I’ve always heard about the importance of cortisol in the most threatening of situations such as when you might be under attack by a burglar, or if your house is on fire.

But what about your typical everyday life situations and relationships.  A little criticism here and there, a slightly raised voice. Non-verbal communication threats. A disturbing email lands in your inbox.

You feel threatened, and there is a release of cortisol. You respond in the most natural way to you.

Our response

Most likely, we will choose one of three responses.

  1. Fight – give back as much as we have received and then some. We may lash out criticism or shouting.
  2. Flee – we will run from the problem. Avoid, avoid, avoid.
  3. Freeze – we shut down.

This is our body responding to a threat.

What’s more, if we have had repeated threats over and over again, we get to know what is safe and what is not.

We learn that when we are in these situations, then there is a high chance of feeling uncomfortable (the adrenal glands doing their job).

It’s a cortisol hangover that we are trying to avoid.

He may look like he is avoiding her, but he is essentially trying to avoid a cortisol hangover for the next several hours. Patricia Love and Steven Stosny

Our responsibility

We are ‘wonderfully complex’ as the Psalmist writes in Psalm 139:14.

Hormones are flowing here and there. Neurons are sparking off, and all are happening without any conscious thought from us.

We have a responsibility, though. Our response to others is our responsibility.

When we notice times when we want to criticize, shout, avoid, or seemingly freeze up, we need to take responsibility for ourselves and not blame the other.

‘You make me so mad’ needs to be seen as ‘I get mad when you do this.’ No one can make you mad without your permission.

Believe it or not, no-one can actually make you angry.
You choose your own reaction so quickly it’s hard to believe you did it by yourself. D. Riddell

We need to ask ourselves some questions.

  • Why are we responding in this way?
  • Are there ways that I can respond that are healthier?
  • Is my anger/frustration triggering others to fight, flee, or freeze? Sure their response is their responsibility, but am I communicating in a way that is good and whole?
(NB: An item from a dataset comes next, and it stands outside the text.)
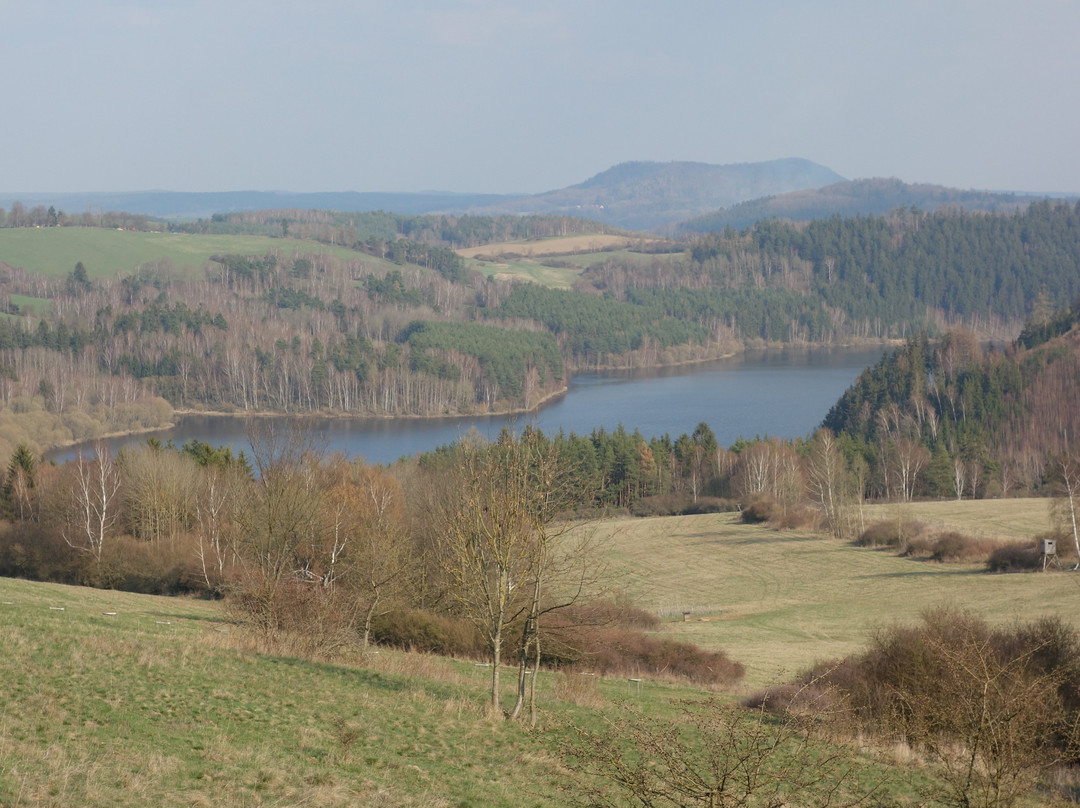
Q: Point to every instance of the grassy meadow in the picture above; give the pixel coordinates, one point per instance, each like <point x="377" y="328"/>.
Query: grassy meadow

Then we need to look for ways to respond that are healthier, more gracious, and bring out the best.

Paul wrote this centuries ago, but it still applies today.

Be gracious in your speech.
The goal is to bring out the best in others in a conversation,
not put them down, not cut them out. Colossians 4:6

Quotes to consider

  • With heavy doses of cortisol, shame hurts like hell and drains off all available energy—all you want to do is crawl into a hole. Its message is that something is producing rejection or failure—stop it and cover it up! Patricia Love and Steven Stosny
  • Monitor your thinking and deliberately dwell on the virtues of your difficult friend, or negative feelings will surely follow. D. Riddell
  • Accepting responsibility for your own responses and choices is the first step to a healed life. (Christians call this “re-pentance.”) D. Riddell
  • Instead of spending our lives running towards our dreams, we are often running away from a fear of failure or a fear of criticism. Eric Wright

Questions to answer

  1. How do you respond to various stressful situations? Fight, flee, or freeze?
  2.  Paul tells us to ‘bring out the best in others in a conversation.’ How do we do this?
  3. Do others make you angry, sad, frustrated?